In a recently released interview with the magazine Screen Slate, Beavers’ refers to his use of masking as “a means of abstraction, of metaphor, of the simultaneous, and of articulating positive and negative space.” (Levin, 2024). Even if one were to take this self-described abstraction into consideration, it is only to the extent that it serves as metaphor to the material act of the articulation of space. The obscuring and reflecting of Krueck’s face could be misinterpreted as abstract by a spectator unwilling to open themselves fully to the film; however, Beavers’ work is never distant from the truth of the image that is captured, his filmmaking never steering away from the material reality of film and its manipulation, and this is apparent when one examines the construction of his work.

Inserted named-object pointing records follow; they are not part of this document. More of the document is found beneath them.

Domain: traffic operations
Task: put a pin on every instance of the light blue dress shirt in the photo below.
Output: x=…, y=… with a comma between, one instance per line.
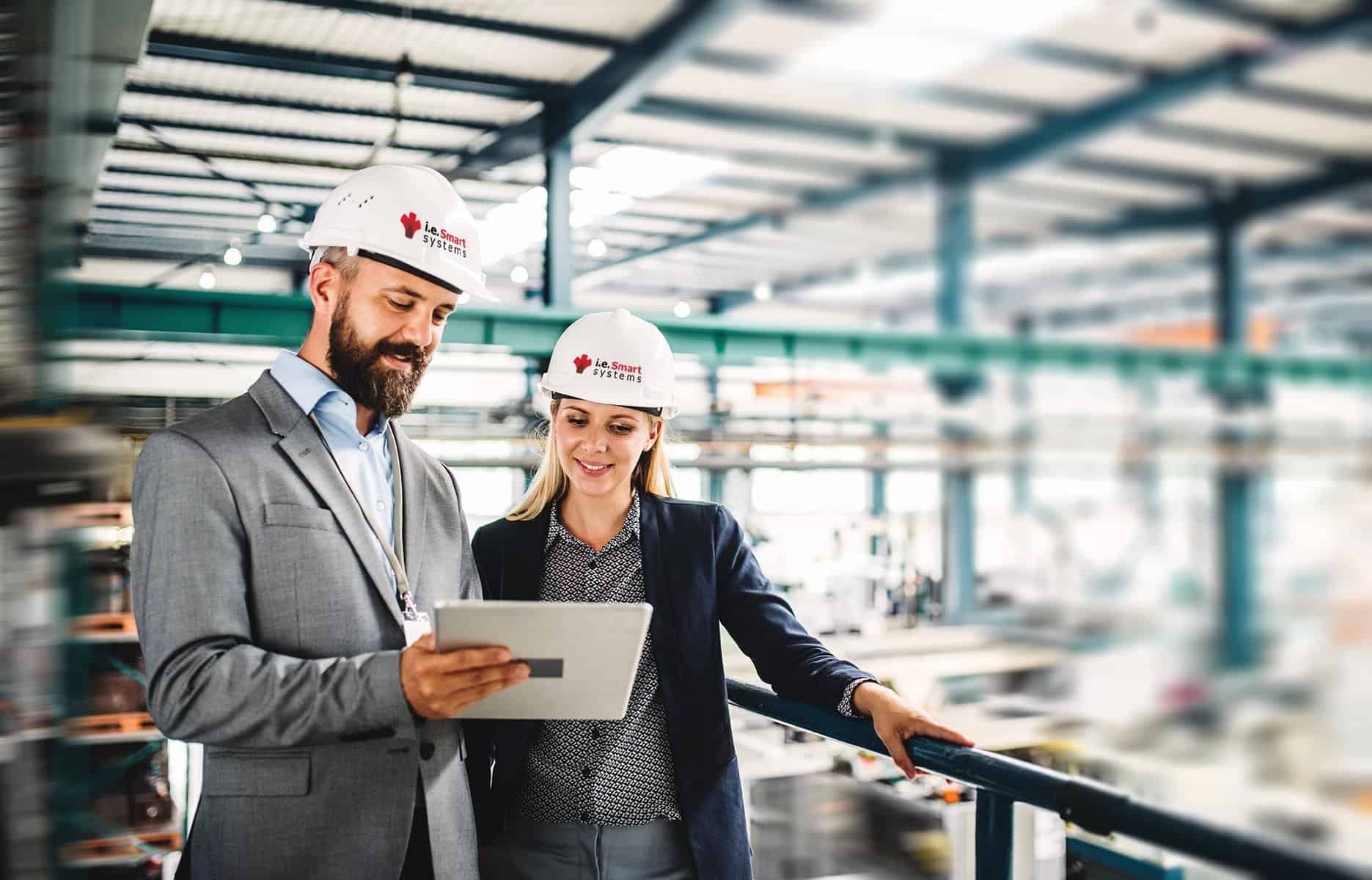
x=365, y=461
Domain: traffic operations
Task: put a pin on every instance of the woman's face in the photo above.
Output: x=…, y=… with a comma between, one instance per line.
x=598, y=445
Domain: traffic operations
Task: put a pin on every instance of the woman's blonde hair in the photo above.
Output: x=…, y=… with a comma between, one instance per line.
x=653, y=472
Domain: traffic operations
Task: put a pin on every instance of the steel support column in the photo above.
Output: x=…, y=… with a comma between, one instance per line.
x=1022, y=396
x=1235, y=488
x=954, y=252
x=995, y=835
x=557, y=247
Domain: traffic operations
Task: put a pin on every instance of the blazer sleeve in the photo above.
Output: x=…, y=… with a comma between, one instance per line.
x=208, y=683
x=488, y=562
x=788, y=658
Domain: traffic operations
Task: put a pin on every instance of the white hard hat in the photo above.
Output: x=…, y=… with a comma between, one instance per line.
x=405, y=216
x=614, y=357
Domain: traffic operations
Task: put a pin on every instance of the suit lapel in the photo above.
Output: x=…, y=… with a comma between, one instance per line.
x=658, y=587
x=416, y=492
x=301, y=442
x=524, y=565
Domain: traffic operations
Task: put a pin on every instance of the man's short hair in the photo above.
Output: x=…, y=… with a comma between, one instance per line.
x=340, y=258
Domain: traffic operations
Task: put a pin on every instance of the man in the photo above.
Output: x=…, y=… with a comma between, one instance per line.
x=286, y=547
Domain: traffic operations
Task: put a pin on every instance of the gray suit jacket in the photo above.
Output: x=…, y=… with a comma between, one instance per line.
x=274, y=636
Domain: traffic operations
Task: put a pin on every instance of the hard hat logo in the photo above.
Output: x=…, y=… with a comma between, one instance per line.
x=438, y=236
x=445, y=241
x=641, y=375
x=614, y=370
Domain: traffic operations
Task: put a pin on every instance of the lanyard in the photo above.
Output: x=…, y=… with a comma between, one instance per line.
x=393, y=554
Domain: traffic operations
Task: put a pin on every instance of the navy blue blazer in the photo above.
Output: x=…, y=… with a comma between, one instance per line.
x=697, y=574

Still Light is only abstract as far as it eschews traditional narrative structure and the creation of emotional verisimilitude with the subject, however, in this process, Beavers’ images are, as Bazin described as the condition for filmic realism; “dialectically fused with reality and not with artifice.” (Bazin, 106, 1974) We can see this in the use of masks and filters, again, as Bazin said of Renoir, “He does not indiscriminately record reality. Rather, he singles out the telling-but not conventional-detail.” (Bazin, 63), and in reference to the camera, “this invisible witness is inevitably made to wear blinders; its ideal ubiquity is restrained by framing.” (Bazin, 87). The masking in Still Light is an extension of these ‘blinders’, the inherent mask that the camera itself poses, now materialised; so as not to abstract the subject, but rather to reveal further qualities present in what would have been incidental and peripheral aspects of the image. Continuing on from this thought one can achieve a fundamental realisation about the work: the colour filters present are not there to disrupt reality and move the subject into pure portraiture, they are instead used to layer the dialectics present both internally and relationally in Hydra and London. No longer solely a movement through Europe, but rather more of a movement of time and of light (or life, as Markopoulos’ misspoke when referencing the film) and the stillness of the subject; Light/Life (landscape, wind, sea, film projection, focus pull), and Stillness (The Subject, The Filter, The Camera, The Spectator).
Thus it follows, in the sequence located in Nigel Gosling’s apartment, that the edges of the images of Hydra are now reframed to the centre of the image. There is no longer an imposition of emotion onto space; instead, these previous images are transfigured into a representation of London’s newfound temporal isolation from Hydra - the direct passage from gaze into exhibition is eliminated, requiring the act of montage to be acknowledged within the structure of the film. The fact that the localisation of emotion is no longer possible coincides with the realisation that the process of geographical self-discovery is no longer possible. Perhaps as a consequence of the cold, Anglophonic class division of art criticism, new restraint has been unearthed, albeit resignedly, and the final shot opens out into the vast, blue, nondescript London morning.